Окончательно сбитый с толку. Андрей пополз за ним. Он только одно понимал в эту минуту: приятелю плохо, очень плохо, а он не знает, чем ему помочь.
На рудничном дворе они встретили Светличного. Тот уже знал о том, что случилось с Виктором в забое.
— Опять ты отличился, Абросимов! — с досадой сказал он Виктору. — Ты что это, нарочно делаешь, что ли? Нет, ты скажи мне, что ты хочешь доказать? И кому?
— Да он болен, болен... — поспешно вмешался Андрей, — Федя, ты ж посмотри на него — он совсем больной.
— Болен? — недоверчиво спросил Светличный и внимательно посмотрел на Виктора. — Непохоже что-то... Ну, ладно! Успеем еще поговорить. А теперь — пошли получать зарплату. Может, с получкой и болезнь пройдет.
— Немного-то нам получать придется, — сконфуженно сказал Андрей.

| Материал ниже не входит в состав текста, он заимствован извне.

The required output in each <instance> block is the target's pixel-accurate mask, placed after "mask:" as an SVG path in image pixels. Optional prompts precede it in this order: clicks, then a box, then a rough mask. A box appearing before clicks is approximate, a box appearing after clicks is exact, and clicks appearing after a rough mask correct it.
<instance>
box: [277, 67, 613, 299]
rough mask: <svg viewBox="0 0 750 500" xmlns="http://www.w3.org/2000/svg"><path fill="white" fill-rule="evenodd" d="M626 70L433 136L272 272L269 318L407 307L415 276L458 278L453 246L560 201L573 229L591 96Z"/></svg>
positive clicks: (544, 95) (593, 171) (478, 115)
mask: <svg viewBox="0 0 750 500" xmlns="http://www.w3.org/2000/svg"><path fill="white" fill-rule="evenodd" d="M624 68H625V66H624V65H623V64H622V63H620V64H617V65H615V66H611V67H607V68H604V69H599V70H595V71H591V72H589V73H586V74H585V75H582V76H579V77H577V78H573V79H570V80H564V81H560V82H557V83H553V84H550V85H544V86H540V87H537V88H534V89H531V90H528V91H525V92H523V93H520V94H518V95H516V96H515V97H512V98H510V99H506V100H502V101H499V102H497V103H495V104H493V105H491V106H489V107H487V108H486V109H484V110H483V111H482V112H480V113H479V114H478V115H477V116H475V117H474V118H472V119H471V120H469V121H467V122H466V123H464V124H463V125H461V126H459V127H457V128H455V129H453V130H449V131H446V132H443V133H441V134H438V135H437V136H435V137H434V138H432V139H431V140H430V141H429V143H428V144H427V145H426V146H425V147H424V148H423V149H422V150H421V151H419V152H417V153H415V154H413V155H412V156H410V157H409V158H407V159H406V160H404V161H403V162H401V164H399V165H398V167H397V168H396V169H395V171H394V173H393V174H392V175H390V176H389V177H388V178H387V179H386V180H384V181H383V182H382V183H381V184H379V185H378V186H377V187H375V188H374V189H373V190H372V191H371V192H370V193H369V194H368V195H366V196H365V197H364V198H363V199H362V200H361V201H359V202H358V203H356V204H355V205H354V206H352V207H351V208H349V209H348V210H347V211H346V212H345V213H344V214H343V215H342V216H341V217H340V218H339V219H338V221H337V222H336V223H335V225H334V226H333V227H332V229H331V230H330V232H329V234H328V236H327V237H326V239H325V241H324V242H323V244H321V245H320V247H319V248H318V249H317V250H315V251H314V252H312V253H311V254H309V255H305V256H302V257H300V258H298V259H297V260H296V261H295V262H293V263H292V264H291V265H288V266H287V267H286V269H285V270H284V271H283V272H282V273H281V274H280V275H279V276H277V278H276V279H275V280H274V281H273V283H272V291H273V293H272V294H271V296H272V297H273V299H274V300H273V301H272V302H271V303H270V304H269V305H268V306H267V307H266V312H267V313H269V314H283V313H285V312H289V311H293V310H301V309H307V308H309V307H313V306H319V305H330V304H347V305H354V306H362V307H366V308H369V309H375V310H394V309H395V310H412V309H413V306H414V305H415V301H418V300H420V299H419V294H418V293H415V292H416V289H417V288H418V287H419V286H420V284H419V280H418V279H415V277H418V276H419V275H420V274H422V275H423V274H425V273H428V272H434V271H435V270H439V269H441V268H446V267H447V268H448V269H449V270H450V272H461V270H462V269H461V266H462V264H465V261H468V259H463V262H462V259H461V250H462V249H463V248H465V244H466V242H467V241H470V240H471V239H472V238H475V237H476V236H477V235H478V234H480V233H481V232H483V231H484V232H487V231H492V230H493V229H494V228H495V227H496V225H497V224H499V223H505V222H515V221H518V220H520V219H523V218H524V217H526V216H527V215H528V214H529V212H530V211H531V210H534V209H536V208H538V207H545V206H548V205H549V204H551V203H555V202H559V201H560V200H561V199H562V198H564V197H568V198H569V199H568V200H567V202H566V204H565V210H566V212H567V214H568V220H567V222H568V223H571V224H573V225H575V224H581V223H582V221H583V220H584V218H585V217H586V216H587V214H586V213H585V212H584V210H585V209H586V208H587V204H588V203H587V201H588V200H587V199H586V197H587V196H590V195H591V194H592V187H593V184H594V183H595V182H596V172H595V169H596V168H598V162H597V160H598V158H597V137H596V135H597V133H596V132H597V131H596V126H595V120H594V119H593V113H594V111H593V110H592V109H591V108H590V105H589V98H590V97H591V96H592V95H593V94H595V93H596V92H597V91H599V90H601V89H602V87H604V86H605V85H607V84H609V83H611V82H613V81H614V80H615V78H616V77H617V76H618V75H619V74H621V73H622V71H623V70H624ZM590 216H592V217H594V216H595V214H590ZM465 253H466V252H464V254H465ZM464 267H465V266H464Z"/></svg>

— Как работали, так и получите.
Но, видно, совсем плохо работали оба приятеля, даже кассир удивился и насмешливо покрутил головой.
— Значит, здоровье свое бережете, молодой человек? — сказал он, вручая Виктору деньги. — Ну-ну! Здоровье, конечно, всего важней.
Виктор смял бумажки в руке и ничего не ответил.
А как гордо мечтал он еще недавно о первых заработках! Твердо определил, что пошлет большую сумму матери в Чибиряки. «Вот, мол, мама, знайте, что сын ваш уже стал на ноги. Теперь не журитесь, мама!» Но, видно, долго еще придется маме ждать подарка от непутевого сына. Того, что заработали они с Андреем, и на еду не хватит. Как будут они жить до новой получки? Брать взаймы у богатых товарищей? Как странно переменились эти старые категории: богатый — бедный, Сережка Очеретин — богач, потому что хорошо работает, а Виктор Абросимов — бедняк, потому что спит в забое. И никто не должен жалеть его, бедняка. И бедностью этой нельзя гордиться. Постыдная бедность. Позорная бедность. Он сам сейчас стыдится ее.
Вечером в клубе состоялось рабочее собрание. Виктору пришлось пойти, на этом настоял неумолимый Светличный. Комсорг даже сел рядом с Виктором, словно боялся, что тот убежит. Но Виктору и бежать-то было некуда. Разве что провалиться сквозь землю. Он понимал, что не зря привел его на собрание Светличный. Значит, приуготовлено здесь, на собрании, что-то специально для него, для Виктора. Но что? Это не может быть ничем хорошим — хорошего Виктор не заслужил. Значит, что-то тяжко позорное, худое. И, видно, очень худое, если Светличный предполагал, что Виктор не вытерпит, сбежит. Но что, что это? И когда и как это будет?
Этого можно было ждать всякую минуту. С той самой поры, как поднялся на трибуну секретарь шахтпарткома Ворожцов, живой свидетель того, что случилось с Виктором в забое, Виктор уже покоя не знал. Он с трепетом слушал доклад секретаря и, замирая, ждал, что вот сейчас, через секунду, слетят с уст Ворожцова роковые слова и навсегда запятнают бедное имя Виктора Абросимова. Но Ворожцов имени Виктора не назвал.